You're right that people won't need this every day, but even if you only need
it once every 2-3 months, it's likely to be worth it--consider how much time
is required to notify all your service providers of new information, then
multiply that by your hourly rate. Needing it every 2-4 months is also not
implausible: the individual changes (credit card expiration, email address,
postal address, job title, etc) are infrequent, but when you stack them up
they become relatively common.

Add in the fact that we provide a better interface than many of the services
we are updating (e.g. PayPal and Yahoo, which disperse your information across
multiple pages and show different versions of it in different places; e.g.
some pages show title (Mr), some show suffix (Jr), some show middle
name/initial, etc), and suddenly a modest fee starts to seem ok.

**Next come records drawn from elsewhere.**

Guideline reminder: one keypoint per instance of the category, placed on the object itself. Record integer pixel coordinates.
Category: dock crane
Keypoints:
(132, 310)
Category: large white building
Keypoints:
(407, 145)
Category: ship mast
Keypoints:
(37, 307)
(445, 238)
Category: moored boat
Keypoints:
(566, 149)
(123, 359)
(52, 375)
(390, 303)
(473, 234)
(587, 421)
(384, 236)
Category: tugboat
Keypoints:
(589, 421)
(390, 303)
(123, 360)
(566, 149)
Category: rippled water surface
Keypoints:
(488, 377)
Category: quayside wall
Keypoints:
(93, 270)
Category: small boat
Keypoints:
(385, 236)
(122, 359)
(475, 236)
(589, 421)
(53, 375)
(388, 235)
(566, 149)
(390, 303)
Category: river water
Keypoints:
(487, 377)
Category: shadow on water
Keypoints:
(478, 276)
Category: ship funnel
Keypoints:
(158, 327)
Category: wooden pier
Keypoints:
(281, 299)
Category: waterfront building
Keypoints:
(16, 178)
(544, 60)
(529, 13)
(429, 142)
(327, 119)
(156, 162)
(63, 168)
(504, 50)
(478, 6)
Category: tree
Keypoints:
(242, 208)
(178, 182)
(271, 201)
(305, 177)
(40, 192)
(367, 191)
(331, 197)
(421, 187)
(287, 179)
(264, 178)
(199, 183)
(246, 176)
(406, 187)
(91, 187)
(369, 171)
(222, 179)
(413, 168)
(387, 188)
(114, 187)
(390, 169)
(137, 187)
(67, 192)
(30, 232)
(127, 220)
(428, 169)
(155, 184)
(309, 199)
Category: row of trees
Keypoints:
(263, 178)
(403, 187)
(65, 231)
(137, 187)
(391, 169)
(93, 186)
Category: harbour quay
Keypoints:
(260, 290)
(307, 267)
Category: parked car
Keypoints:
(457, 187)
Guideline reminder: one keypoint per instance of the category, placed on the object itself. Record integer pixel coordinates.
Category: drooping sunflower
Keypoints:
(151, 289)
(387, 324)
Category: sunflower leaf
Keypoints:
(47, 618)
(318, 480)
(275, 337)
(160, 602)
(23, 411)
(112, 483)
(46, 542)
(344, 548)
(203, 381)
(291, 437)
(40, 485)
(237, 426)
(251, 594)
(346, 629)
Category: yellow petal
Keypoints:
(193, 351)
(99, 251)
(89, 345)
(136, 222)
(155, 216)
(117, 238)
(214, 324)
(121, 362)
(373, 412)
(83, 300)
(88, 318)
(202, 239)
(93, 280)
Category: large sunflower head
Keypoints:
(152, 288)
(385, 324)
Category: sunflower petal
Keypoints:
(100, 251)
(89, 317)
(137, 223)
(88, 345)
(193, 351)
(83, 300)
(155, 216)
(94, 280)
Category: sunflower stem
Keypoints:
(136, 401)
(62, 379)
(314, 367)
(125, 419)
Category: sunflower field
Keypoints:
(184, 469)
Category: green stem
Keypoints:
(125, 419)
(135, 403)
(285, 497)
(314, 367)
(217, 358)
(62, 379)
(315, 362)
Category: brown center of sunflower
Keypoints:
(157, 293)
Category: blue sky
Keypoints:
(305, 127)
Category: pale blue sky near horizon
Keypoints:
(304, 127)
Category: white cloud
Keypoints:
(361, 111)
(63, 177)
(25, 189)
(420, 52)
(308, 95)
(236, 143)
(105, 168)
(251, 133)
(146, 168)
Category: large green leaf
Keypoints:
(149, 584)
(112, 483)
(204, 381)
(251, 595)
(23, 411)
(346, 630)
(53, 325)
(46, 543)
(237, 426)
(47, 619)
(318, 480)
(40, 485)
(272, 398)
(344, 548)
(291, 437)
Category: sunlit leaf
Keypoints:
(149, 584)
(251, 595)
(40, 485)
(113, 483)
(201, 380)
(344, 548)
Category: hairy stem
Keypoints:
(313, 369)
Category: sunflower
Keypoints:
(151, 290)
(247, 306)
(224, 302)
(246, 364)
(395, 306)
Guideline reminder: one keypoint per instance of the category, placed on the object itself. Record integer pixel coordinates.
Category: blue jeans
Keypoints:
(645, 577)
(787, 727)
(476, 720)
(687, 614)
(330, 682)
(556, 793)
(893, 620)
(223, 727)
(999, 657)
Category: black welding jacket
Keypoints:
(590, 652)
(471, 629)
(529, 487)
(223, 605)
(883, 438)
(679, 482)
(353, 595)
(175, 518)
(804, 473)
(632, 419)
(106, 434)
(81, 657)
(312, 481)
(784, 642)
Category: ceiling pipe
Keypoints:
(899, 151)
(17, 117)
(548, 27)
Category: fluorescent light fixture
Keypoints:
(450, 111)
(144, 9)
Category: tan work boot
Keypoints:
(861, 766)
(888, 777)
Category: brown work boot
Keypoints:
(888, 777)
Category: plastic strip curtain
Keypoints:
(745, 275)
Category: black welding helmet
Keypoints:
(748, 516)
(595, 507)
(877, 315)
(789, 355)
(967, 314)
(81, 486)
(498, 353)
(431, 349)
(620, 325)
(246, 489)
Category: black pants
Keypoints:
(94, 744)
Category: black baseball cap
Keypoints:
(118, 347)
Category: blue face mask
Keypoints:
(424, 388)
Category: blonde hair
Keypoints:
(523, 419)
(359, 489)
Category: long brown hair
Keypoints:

Our plan is to have a "one day" plan for very cheap--probably about $2--that
is useful for a one-time use. When you're done, you can either have us delete
all your data or archive it so that there is no charge until the next time you
need it...but there will be a moderate charge to reactivate it. Alternatively,
you can pay a small monthly or annual fee. In the long-term, we would prefer
to negotiate contracts with the service providers and have them pay us to
provide this service so it could be free to the users, but we will need a
significant user base before we can make that happen.

------
dstorrs
LifeThunder is a central point of management for your personal information;
when your address / credit card expiration / preferred contact email / etc
change, we update all of your service providers (e.g. NetFlix, newspapers,
Amazon, utilities, PayPal, etc) at once so that you don't have to notify them
individually.

The service is in alpha; the interface is still rough, and we are looking for
suggestion on what the most important parts are to improve. NOTE: At the
moment we only support PayPal, Yahoo, and LiveJournal.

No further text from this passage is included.